La señorita Halcombe prometió hacerlo. Le dio las gracias, saludó sonriente y nos dejó para dirigirse a sus habitaciones. Cuando abría la puerta, el galgo cabezota asomó su larga cabeza bajo el sofá, le ladró y le enseñó los dientes.

—Una buena mañana de trabajo, señorita Halcombe —dije en cuanto nos quedamos solos—. Ya hemos terminado con las preocupaciones que nos embargaban.

—Sí —repuso ella—. Sin duda. Me alegro mucho de que esté usted satisfecho.

—¡De que yo esté satisfecho! De seguro que con esa carta en sus manos también lo estará usted.

—Sí... ¿cómo es posible otra cosa? Ya sé que es imposible —siguió diciendo dirigiéndose más a sí misma que a mí— pero estoy a punto de lamentar que Walter Hartright no se hubiese quedado más tiempo para poder presenciar esta explicación y escuchar esta propuesta de escribir la carta.

Quedé un poco sorprendido y... quizá también, un poco irritado por estas últimas palabras.

—Es cierto que los acontecimientos han hecho que el señor Hartright tenga que ver bastante con la historia del anónimo —contesté—, y estoy dispuesto a admitir que en todo momento se ha comportado con gran delicadeza y discreción. Pero no acabo de comprender qué influencia provechosa hubiera podido ejercer su presencia sobre el efecto que hayan podido hacernos a usted o a mí las justificaciones de Sir Percival.

—Era una absurda fantasía —dijo distraída—. No vale la pena hablar de ello. Su experiencia debe ser, y lo es, la mejor guía a que puedo aspirar, señor Gilmore.

No me agradó demasiado ver que dejaba sobre mí el peso de toda la responsabilidad de una taxativa. Si lo hubiese hecho el señor Fairlie no me hubiera sorprendido pero la resuelta e inteligente señorita Halcombe era la última persona de este mundo de la que yo pudiese esperar que soslayara el exponerme su propia opinión.

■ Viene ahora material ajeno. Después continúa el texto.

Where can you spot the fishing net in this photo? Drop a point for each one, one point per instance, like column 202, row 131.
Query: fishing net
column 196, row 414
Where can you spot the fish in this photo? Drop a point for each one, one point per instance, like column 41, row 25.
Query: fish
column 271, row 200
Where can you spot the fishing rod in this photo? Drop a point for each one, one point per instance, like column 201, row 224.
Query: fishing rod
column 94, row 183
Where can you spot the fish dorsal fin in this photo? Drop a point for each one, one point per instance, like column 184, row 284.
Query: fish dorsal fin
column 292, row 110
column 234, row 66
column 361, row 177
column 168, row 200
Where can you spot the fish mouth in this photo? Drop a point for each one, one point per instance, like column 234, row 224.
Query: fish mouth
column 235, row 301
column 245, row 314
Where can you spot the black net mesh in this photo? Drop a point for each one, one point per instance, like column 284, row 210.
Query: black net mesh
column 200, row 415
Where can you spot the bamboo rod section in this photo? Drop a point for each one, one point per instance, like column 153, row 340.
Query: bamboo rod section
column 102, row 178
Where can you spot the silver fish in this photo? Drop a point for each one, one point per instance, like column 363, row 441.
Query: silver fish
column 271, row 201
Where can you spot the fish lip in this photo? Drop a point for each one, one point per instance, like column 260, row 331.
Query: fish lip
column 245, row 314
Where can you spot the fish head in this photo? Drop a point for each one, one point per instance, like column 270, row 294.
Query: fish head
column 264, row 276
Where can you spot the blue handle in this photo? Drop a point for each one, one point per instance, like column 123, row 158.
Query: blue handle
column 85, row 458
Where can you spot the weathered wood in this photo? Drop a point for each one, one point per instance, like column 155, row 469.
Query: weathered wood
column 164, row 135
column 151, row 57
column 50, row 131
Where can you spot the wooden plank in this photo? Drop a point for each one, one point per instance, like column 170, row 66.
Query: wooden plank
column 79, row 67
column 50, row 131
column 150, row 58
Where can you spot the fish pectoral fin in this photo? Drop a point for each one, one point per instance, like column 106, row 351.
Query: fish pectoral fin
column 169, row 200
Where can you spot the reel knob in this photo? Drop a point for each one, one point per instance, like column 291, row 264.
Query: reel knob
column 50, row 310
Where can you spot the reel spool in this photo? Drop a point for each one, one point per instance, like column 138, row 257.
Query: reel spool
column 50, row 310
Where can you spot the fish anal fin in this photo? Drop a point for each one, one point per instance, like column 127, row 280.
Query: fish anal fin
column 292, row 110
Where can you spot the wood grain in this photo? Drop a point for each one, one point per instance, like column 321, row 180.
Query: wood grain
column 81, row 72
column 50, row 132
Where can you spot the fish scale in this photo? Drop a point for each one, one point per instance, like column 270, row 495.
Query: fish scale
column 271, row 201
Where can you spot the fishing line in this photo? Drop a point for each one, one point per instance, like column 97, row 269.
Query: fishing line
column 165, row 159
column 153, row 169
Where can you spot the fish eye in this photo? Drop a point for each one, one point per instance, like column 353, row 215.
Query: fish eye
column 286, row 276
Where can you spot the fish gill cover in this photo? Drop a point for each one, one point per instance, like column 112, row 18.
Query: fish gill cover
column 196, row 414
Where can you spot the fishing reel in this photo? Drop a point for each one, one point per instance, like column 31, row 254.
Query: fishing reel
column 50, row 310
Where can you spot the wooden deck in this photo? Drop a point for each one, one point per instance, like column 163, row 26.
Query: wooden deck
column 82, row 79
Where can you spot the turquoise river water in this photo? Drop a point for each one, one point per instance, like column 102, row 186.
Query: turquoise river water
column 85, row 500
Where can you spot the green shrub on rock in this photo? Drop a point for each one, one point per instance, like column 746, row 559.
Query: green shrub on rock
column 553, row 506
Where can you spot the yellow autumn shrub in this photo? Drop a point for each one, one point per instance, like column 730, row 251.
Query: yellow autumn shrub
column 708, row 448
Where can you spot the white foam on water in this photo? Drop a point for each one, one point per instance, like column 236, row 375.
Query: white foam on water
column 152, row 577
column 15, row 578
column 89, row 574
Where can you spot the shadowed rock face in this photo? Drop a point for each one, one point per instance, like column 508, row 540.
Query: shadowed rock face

—Si existe todavía alguna duda que le preocupa —dije—, ¿por qué no me la confiesa en seguida? Dígame francamente, ¿tiene algún motivo para desconfiar de Sir Percival Glyde?

—Ninguno.

—¿Ve usted algo inverosímil o contradictorio en su explicación?

—¿Cómo voy a decir que lo veo después de la prueba de su veracidad que me ha ofrecido? ¿Puede haber otro testimonio más a su favor, señor Gilmore, que el de la misma madre de la mujer?

—Ninguno. Si la contestación de su carta es satisfactoria, yo por lo menos no sé si un amigo de Sir Percival puede exigirle más.

—Entonces vamos a enviar la carta al correo —dijo levantándose para marcharse— y no tratemos más este tema hasta que llegue la respuesta. No dé importancia a mis dudas. No tienen otra justificación sino la de que estos días pasados estuve demasiado preocupada por Laura; y las preocupaciones, señor Gilmore, acaban trastornando a cualquiera por muy fuerte que sea.

Dio la vuelta bruscamente y salió de prisa. Su voz, tan firme de ordinario, tembló al decir estas últimas palabras. Tenía una naturaleza apasionada, vehemente y sensible, mujeres como ella se encuentran una entre diez mil en estos tiempos triviales y superficiales. La conocía desde su niñez, la había visto afrontar, mientras crecía, más de una penosa crisis familiar, y mi larga experiencia me hizo dar importancia a sus vacilaciones en las circunstancias que acabo de describir como no se la hubiera dado a las de ninguna otra mujer en caso semejante. No veía causa alguna para que dudase o se preocupase y, sin embargo, consiguió transmitirme sus dudas y preocupaciones. En mi juventud me hubiera irritado e indignado conmigo mismo por la irrazonable intranquilidad de mi ánimo. Pero los años me habían dado mayor comprensión, lo tomé con filosofía y me fui a dar un paseo.